Hemi melihat kasus itu menunjukkan negara seakan ingin memperlihatkan taringnya kepada big tech companies. Yaitu Indonesia tidak akan takut menjatuhkan sanksi ketika mereka tidak mengikuti aturan main yang ada di Indonesia.
“Namun, hal yang tidak dipertimbangkan oleh Kominfo adalah dampak sosial yang akan ditimbulkan oleh penerapan regulasi yang dilakukan secara serampangan,” beber Hemi.

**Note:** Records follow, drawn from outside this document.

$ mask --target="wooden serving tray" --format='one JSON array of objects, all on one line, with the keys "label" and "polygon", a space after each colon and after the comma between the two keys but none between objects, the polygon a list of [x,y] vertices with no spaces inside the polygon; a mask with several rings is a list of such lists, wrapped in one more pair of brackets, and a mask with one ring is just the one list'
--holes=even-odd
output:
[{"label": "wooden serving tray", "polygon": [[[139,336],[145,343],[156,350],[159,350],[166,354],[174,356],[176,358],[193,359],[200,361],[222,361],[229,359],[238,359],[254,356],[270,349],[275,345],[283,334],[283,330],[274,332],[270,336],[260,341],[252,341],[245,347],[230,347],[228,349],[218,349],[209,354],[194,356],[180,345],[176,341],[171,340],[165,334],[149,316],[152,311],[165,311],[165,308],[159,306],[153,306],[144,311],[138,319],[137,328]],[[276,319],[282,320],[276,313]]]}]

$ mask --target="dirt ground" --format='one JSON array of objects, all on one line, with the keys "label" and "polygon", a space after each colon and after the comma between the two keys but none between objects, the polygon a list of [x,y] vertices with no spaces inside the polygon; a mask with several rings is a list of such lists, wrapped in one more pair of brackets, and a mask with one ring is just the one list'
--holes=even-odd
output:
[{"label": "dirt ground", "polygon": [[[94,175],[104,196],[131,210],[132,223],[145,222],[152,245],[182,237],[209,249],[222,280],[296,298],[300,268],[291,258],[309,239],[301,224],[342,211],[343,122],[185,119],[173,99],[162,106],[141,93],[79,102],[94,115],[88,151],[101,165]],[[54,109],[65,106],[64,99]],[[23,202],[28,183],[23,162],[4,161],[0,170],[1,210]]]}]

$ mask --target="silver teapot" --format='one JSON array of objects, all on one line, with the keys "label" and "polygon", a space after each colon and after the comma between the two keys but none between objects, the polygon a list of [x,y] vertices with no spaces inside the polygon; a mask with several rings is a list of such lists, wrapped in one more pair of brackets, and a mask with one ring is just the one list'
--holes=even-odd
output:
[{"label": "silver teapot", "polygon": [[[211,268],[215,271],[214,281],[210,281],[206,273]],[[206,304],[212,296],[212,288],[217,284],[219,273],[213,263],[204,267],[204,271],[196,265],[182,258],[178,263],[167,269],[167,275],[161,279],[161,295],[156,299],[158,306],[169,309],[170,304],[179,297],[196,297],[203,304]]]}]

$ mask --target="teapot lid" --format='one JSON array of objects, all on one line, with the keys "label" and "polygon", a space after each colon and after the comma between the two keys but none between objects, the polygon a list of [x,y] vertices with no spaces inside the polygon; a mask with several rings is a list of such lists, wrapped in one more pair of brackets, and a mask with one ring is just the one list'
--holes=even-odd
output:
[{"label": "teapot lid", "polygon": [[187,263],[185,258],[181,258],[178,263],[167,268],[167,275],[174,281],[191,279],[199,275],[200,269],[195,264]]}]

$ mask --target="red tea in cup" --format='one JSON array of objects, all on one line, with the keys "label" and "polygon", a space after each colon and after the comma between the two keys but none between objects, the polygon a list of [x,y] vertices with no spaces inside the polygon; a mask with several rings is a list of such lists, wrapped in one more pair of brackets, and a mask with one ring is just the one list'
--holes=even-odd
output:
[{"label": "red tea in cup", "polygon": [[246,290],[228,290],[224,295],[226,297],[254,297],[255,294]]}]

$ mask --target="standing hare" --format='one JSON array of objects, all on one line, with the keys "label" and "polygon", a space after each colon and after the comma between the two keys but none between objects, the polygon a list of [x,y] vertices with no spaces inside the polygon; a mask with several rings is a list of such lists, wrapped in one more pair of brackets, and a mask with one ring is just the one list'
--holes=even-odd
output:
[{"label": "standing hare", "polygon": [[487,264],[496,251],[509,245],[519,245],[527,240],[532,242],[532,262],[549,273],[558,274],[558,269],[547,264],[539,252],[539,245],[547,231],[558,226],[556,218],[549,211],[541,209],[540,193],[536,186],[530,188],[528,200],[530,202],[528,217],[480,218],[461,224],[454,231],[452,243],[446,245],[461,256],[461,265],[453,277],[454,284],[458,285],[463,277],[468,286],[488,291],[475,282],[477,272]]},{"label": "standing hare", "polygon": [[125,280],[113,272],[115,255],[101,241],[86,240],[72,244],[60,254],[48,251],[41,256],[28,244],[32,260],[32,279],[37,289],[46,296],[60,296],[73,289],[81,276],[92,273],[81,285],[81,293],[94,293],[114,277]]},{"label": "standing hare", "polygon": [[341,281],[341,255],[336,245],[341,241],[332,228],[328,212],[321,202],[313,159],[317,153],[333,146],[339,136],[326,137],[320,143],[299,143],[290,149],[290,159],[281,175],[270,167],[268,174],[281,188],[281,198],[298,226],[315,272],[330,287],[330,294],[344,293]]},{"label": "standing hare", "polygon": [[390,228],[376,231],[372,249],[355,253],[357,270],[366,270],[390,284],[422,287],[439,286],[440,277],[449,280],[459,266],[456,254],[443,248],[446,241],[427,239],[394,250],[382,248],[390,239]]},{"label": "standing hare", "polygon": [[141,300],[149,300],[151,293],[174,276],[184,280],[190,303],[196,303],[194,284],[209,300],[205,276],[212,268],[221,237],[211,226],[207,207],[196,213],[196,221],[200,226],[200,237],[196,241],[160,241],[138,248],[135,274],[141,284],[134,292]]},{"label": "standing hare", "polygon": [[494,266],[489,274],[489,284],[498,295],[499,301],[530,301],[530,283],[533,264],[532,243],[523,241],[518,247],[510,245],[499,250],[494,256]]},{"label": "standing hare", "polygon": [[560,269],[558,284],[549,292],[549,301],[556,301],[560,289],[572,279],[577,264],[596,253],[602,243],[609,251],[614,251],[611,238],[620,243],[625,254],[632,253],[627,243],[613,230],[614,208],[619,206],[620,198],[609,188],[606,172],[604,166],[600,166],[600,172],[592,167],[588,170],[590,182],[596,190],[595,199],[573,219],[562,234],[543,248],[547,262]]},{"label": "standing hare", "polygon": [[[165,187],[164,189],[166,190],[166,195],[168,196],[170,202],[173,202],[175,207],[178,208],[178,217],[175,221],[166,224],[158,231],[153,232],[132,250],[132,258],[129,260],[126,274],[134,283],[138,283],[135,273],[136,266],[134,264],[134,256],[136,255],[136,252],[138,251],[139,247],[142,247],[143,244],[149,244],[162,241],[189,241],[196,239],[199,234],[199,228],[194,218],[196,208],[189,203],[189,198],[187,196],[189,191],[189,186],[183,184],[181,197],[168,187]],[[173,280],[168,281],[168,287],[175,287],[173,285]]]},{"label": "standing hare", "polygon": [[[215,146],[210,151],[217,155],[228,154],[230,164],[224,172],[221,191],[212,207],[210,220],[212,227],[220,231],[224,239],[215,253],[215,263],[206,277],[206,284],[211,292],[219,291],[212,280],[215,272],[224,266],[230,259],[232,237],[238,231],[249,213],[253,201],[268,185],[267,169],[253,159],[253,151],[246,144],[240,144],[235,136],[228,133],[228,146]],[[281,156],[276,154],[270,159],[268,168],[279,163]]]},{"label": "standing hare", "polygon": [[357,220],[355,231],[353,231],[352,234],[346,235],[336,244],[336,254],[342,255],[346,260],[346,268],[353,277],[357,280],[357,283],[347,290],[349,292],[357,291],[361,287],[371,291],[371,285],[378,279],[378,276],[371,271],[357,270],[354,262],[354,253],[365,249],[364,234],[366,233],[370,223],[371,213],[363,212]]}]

Menurut Hemi, The Indonesia Institute dan beberapa kelompok masyarakat sipil lainnya telah mengingatkan Kominfo bahwa terdapat permasalahan mendasar pada Permenkominfo No 5 Tahun 2020 tentang PSE lingkup privat.
“Hal itu sebelum protes publik terhadap pemblokiran PSE ini,” ucap Hemi.
Hemi menjelaskan bahwa terdapat beberapa aturan yang dapat mengancam kebebasan sipil di ruang digital. Contohnya adalah ketentuan yang terdapat pada Pasal 9 ayat (4) Permenkominfo No 5 Tahun 2020 yang melarang PSE lingkup privat untuk menayangkan konten dengan muatan meresahkan masyarakat dan mengganggu ketertiban umum.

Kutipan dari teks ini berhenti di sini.